Theatrical Producer 24 Hours Away From First Night Seeks Jesus – Guildford
Paid?: Only in my soul.
Location: From Alpha to Omega, but mainly Guildford
I’m looking for some assistance for the opening night of my production of Moliere’s “Tartuffe” which opens tomorrow night at the Yvonne Arnaud Theatre in Guildford. I’m looking for some help from Jesus.
If you are Jesus, then “Hello”. I haven’t tended to believe in you, as I’m not really religious, but in my time of need, I thought you might be able to lend a hand. As you know (omniscience), this production hasn’t been without its problems. Martin had that hernia and had to pull out, and Douglas – God bless him – can’t remember a single one of his lines. But all of that was fine. The on-stage business, that was fine.
But now this! The programmes are green! Green! They looked black on my computer screen and now I turn up to the theatre to find they were very dark green! I mean… what in Your name was Alison playing at? You can’t have a green programme with an orange font! It makes it look like a bloody Tic-tacs box.
And they haven’t emptied the bins in the dressing room!
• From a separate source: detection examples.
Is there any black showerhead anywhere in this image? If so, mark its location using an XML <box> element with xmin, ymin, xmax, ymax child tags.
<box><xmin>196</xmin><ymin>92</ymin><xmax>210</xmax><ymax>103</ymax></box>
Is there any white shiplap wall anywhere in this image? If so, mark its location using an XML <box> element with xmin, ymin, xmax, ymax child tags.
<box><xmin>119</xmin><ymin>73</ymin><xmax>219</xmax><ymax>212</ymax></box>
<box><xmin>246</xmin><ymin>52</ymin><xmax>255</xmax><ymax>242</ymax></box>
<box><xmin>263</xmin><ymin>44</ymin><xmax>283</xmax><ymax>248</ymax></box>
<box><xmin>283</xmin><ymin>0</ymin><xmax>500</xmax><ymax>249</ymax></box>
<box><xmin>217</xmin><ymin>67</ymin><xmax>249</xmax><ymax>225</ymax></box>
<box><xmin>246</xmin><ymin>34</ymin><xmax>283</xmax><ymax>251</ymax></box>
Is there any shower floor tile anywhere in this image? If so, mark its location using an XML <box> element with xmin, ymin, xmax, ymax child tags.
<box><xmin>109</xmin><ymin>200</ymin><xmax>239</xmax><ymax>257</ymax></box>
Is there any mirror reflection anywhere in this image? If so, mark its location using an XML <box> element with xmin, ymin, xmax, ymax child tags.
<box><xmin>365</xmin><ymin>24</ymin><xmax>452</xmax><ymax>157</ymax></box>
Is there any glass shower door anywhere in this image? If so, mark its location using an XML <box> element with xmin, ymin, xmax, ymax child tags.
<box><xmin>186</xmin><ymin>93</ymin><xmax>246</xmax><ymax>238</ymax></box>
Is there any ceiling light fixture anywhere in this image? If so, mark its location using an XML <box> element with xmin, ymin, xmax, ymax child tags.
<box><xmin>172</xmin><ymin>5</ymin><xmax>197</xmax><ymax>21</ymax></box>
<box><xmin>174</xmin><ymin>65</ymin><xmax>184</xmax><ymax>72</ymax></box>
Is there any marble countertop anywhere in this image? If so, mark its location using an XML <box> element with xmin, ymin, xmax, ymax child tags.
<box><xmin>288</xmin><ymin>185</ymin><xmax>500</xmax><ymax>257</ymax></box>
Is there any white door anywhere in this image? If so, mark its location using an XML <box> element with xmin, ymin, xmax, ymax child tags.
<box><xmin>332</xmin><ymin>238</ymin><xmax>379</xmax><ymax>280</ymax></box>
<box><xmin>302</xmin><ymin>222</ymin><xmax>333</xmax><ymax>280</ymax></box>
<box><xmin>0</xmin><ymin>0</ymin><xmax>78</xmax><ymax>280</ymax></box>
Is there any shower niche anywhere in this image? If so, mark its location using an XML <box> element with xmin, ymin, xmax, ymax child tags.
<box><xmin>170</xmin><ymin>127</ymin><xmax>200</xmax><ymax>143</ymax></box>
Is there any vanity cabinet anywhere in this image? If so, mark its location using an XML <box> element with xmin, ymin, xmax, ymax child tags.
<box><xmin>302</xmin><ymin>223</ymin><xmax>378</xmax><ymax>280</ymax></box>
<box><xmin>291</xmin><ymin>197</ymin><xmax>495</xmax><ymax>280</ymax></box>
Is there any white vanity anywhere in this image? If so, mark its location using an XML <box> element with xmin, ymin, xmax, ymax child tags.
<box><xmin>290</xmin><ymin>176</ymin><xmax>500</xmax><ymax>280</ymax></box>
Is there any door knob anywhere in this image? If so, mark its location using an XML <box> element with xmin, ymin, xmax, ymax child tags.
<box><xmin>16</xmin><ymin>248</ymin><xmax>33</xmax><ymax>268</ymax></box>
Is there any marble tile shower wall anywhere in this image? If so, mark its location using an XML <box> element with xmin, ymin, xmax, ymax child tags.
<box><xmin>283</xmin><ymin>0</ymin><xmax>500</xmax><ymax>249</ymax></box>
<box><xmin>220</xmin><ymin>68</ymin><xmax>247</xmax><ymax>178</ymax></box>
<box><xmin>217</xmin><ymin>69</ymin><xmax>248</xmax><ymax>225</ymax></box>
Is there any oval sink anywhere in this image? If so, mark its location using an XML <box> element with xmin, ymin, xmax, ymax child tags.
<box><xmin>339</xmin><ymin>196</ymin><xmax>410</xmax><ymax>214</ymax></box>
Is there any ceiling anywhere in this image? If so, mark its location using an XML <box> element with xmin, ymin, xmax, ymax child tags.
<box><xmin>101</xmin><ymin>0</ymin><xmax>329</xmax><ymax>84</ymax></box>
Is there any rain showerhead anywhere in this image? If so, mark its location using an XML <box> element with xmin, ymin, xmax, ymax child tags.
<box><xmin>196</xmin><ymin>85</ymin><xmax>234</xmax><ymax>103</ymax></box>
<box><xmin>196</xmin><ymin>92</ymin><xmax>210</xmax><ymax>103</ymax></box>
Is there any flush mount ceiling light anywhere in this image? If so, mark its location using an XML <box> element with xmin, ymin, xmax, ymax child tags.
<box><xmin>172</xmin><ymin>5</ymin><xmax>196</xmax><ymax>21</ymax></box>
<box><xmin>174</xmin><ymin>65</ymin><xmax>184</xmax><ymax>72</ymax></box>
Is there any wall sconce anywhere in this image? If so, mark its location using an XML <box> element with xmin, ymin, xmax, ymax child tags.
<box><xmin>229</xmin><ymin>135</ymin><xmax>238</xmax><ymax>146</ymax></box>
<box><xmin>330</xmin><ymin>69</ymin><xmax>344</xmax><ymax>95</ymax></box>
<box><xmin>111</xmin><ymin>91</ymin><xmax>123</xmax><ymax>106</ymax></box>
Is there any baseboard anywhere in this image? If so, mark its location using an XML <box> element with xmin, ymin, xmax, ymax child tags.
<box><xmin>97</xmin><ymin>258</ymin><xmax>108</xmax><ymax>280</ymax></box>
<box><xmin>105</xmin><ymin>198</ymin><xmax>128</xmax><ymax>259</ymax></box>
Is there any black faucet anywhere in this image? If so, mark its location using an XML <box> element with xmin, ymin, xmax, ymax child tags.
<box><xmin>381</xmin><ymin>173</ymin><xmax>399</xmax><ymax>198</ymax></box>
They’re full of crisp packets, and Charlie (Tartuffe) swears blind that none of them have eaten any crisps. (If Donald ate a crisp he’d probably shrivel up and die.) So the theatre have been singularly unhelpful.
Would you see it within your power that I could have the organisational nous to redesign and print the programmes, clear the bins, re-patch those lighting cues, and be ready for first preview? I think we have The Stage coming in.
Oh, and if you could get me some paracetamol from the chemists, that would be fucking marvellous.